Dans l’ancienne tradition, l’éducation équine reposait largement sur des méthodes coercitives : l’usage de la force ou de la violence était considéré comme un passage obligé pour « dresser » un jeune cheval.
Les recherches en éthologie équine ont démontré que ces méthodes génèrent du stress, altèrent l’apprentissage et nuisent à la relation homme-cheval. Les approches modernes, inspirées de l’éthologie appliquée, s’appuient sur le conditionnement opérant, la progressivité et la clarté des signaux. Elles visent à obtenir la coopération volontaire du cheval plutôt qu’une soumission contrainte.
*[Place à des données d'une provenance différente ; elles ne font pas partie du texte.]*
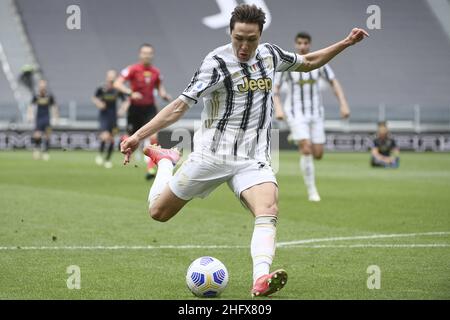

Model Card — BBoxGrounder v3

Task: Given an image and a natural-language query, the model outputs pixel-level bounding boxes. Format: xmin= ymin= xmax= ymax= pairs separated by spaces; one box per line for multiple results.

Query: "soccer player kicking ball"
xmin=121 ymin=4 xmax=367 ymax=296
xmin=273 ymin=32 xmax=350 ymax=202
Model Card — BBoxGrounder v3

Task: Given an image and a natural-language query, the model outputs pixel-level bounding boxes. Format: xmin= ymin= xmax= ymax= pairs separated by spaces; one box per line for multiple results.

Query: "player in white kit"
xmin=274 ymin=32 xmax=350 ymax=202
xmin=121 ymin=4 xmax=367 ymax=296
V. La retraite : une gestion active et raisonnée

Autrefois, la mise à la retraite se résumait souvent à l’abandon au pré, sans soins spécifiques. Les conséquences étaient une fonte musculaire rapide, une dégradation de l’état corporel et une augmentation des pathologies liées au vieillissement.
Aujourd’hui, la retraite équine est pensée comme une phase de vie à part entière, nécessitant un suivi attentif :

  • adaptation de la ration,
  • soins réguliers (dentisterie, podologie, ostéopathie),
  • maintien d’une activité physique légère (marche, travail à pied),
  • gestion des interactions sociales.

Ces mesures permettent de retarder les effets du vieillissement et d’assurer au cheval une qualité de vie optimale jusqu’à un âge avancé.
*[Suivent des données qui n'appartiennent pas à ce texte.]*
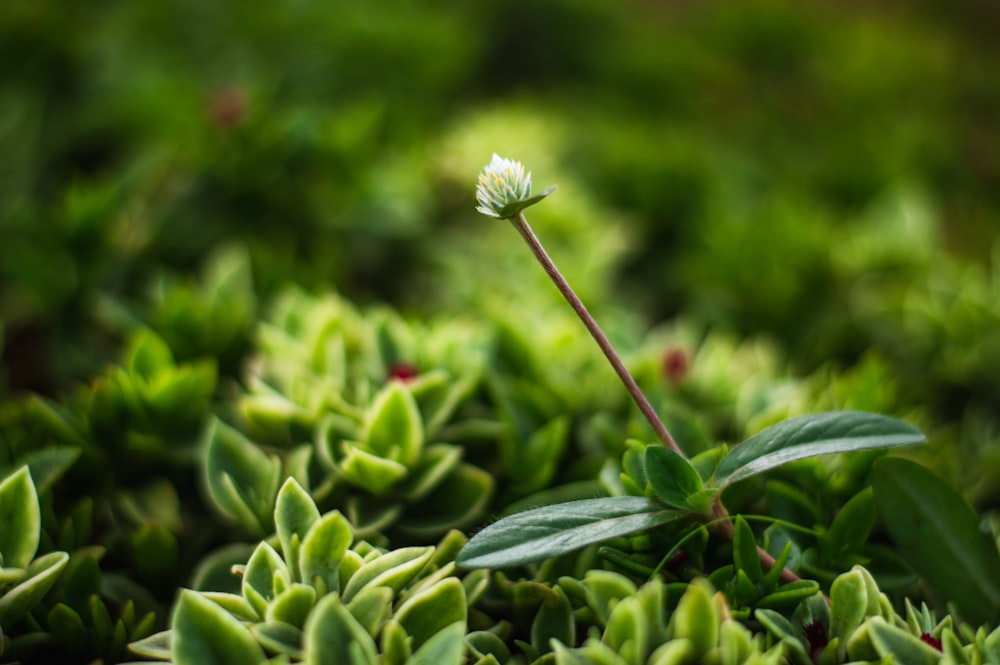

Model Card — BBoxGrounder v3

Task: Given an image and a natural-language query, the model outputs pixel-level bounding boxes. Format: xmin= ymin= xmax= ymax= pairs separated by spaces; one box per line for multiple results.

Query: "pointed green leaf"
xmin=0 ymin=552 xmax=69 ymax=626
xmin=363 ymin=381 xmax=424 ymax=467
xmin=733 ymin=515 xmax=764 ymax=582
xmin=264 ymin=583 xmax=316 ymax=628
xmin=343 ymin=547 xmax=434 ymax=602
xmin=406 ymin=620 xmax=465 ymax=665
xmin=274 ymin=478 xmax=319 ymax=581
xmin=643 ymin=445 xmax=702 ymax=508
xmin=715 ymin=411 xmax=925 ymax=488
xmin=872 ymin=458 xmax=1000 ymax=624
xmin=456 ymin=496 xmax=686 ymax=568
xmin=0 ymin=466 xmax=42 ymax=568
xmin=340 ymin=441 xmax=410 ymax=496
xmin=302 ymin=594 xmax=378 ymax=665
xmin=170 ymin=589 xmax=265 ymax=665
xmin=250 ymin=621 xmax=302 ymax=660
xmin=299 ymin=510 xmax=354 ymax=593
xmin=393 ymin=577 xmax=467 ymax=650
xmin=868 ymin=617 xmax=943 ymax=665
xmin=128 ymin=630 xmax=173 ymax=660
xmin=204 ymin=420 xmax=281 ymax=535
xmin=243 ymin=542 xmax=288 ymax=616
VI. Anthropomorphisme et bien-être équin : trouver le juste équilibre

Si les progrès récents témoignent d’une meilleure prise en compte des besoins du cheval, il convient d’éviter l’écueil de l’anthropomorphisme. Confondre besoins équins et besoins humains peut conduire à des pratiques inadaptées : couvrir systématiquement des chevaux rustiques, limiter leurs sorties par peur du froid ou leur interdire tout effort au nom d’une fausse « protection ».
Le bien-être équin repose sur des critères objectifs : absence de faim, de douleur, de stress, liberté de mouvement et expression des comportements naturels. Le rôle du propriétaire est d’assurer ces besoins, sans extrapoler ses propres attentes humaines.


Conclusion

L’évolution des pratiques équestres depuis les années 1980/1990 illustre un véritable changement de paradigme : d’une approche utilitariste et corrective, centrée sur la performance et la discipline, on est passé à une gestion globale et préventive, fondée sur les connaissances scientifiques et le respect des besoins physiologiques et comportementaux du cheval.
La démocratisation de la dentisterie, de l’ostéopathie, de la podologie et des thérapies complémentaires, les progrès en nutrition, l’utilisation raisonnée des couvertures, la valorisation du travail à pied et la gestion active de la retraite témoignent de cette avancée.
Cette évolution ne nie pas les pratiques passées, mais s’appuie sur elles pour aller plus loin, avec les outils et savoirs actuels. Elle invite à considérer le cheval non plus comme un simple instrument de travail, mais comme un partenaire, dont le bien-être conditionne à la fois sa santé, sa longévité et la qualité de la relation avec l’homme.